Personal information
- Born: April 25, 2003 (age 22) Bellevue, Nebraska, U.S.
- Listed height: 6 ft 7 in (2.01 m)
- Listed weight: 217 lb (98 kg)

Career information
- High school: Bellevue West High School (Bellevue, Nebraska)
- College: Omaha (2021-24) Michigan State (2024-25)
- NBA draft: 2025: undrafted
- Playing career: 2025–present

Career history
- 2025-present: Rīgas Zeļļi

= Frankie Fidler =

American basketball player (born 2003)

Frankie William Fidler (born April 25, 2003) is an American professional basketball player for Rīgas Zeļļi of the Latvian-Estonian Basketball League and European North Basketball League.

==College career==
Spent three years at Omaha and was named First Team All-Summit Conference in 2023-24 after averaging 20.1 points per game, 6.3 rebounds and 2.6 assists per game.

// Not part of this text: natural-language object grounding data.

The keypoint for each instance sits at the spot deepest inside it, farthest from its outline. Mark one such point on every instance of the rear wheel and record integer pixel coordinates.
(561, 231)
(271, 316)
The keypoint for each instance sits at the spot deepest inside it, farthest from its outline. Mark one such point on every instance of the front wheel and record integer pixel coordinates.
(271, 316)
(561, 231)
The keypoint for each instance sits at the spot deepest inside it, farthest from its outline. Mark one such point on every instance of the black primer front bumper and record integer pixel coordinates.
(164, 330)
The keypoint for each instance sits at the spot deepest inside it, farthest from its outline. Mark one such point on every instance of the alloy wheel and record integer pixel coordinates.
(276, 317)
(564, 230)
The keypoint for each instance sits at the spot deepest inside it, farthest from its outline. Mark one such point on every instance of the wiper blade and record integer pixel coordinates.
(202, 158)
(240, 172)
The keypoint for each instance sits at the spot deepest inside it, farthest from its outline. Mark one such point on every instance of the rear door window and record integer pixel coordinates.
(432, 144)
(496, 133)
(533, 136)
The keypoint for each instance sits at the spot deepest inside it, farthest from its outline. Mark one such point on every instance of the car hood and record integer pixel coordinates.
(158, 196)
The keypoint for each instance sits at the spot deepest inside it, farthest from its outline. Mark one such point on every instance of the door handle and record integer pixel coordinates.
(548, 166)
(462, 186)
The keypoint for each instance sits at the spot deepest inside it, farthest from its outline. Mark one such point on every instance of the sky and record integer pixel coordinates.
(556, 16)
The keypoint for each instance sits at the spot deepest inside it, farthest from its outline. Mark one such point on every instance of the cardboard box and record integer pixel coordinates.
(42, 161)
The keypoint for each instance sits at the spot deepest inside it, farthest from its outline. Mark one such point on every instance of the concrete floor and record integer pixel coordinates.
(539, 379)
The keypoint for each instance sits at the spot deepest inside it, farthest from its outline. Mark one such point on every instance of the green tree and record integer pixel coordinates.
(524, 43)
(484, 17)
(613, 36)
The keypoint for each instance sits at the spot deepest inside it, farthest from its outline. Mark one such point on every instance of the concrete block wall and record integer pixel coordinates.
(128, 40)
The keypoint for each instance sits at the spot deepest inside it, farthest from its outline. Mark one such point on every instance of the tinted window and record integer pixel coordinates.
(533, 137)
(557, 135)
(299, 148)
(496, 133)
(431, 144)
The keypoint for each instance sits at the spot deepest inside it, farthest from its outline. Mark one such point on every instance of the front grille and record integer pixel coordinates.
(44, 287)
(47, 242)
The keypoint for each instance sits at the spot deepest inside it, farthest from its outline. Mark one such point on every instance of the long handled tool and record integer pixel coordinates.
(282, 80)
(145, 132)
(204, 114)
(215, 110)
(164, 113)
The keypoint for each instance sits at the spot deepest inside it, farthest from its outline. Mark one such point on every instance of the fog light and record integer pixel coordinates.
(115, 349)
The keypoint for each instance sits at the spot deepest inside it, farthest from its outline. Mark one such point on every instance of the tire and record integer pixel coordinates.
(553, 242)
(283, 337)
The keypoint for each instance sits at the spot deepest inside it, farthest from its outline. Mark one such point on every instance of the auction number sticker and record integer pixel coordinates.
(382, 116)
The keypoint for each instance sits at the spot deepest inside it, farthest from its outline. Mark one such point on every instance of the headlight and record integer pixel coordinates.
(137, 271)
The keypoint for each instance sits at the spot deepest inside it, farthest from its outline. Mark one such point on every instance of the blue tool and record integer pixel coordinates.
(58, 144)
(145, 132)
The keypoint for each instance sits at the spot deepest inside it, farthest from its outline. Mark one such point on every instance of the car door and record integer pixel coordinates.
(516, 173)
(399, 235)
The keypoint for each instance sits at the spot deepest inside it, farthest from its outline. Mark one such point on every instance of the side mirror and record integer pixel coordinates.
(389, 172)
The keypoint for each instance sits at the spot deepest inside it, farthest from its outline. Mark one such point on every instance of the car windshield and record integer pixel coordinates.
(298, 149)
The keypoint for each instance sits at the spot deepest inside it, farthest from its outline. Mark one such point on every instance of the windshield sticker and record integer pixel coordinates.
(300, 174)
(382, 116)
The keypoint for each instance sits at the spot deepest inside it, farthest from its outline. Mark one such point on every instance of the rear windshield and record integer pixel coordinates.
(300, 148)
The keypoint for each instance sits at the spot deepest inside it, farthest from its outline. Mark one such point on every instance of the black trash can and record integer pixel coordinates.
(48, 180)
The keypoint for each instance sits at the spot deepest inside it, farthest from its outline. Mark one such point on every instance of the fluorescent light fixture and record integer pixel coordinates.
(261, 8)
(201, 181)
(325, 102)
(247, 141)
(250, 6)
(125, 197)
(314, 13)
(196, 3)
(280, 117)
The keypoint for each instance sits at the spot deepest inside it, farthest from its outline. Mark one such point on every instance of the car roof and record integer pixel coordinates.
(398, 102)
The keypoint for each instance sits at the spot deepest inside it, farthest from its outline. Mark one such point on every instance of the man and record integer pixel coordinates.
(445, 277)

In 2024 transferred to Michigan State. Appeared in all 37 games, starting seven times. Averaged 7.0 points per game, while adding 3.3 rebounds in 16.2 minutes per game.

==Professional career==
===Rīgas Zeļļi (2025–present)===
On August 19, 2025, Fidler signed with Rīgas Zeļļi to play in the Latvian-Estonian Basketball League and European North Basketball League.

==Personal life==
Frankie is the son of Chris and Sandy Fidler. He has a brother, Louis, and a sister, Ruby. Louis played basketball at Morningside University.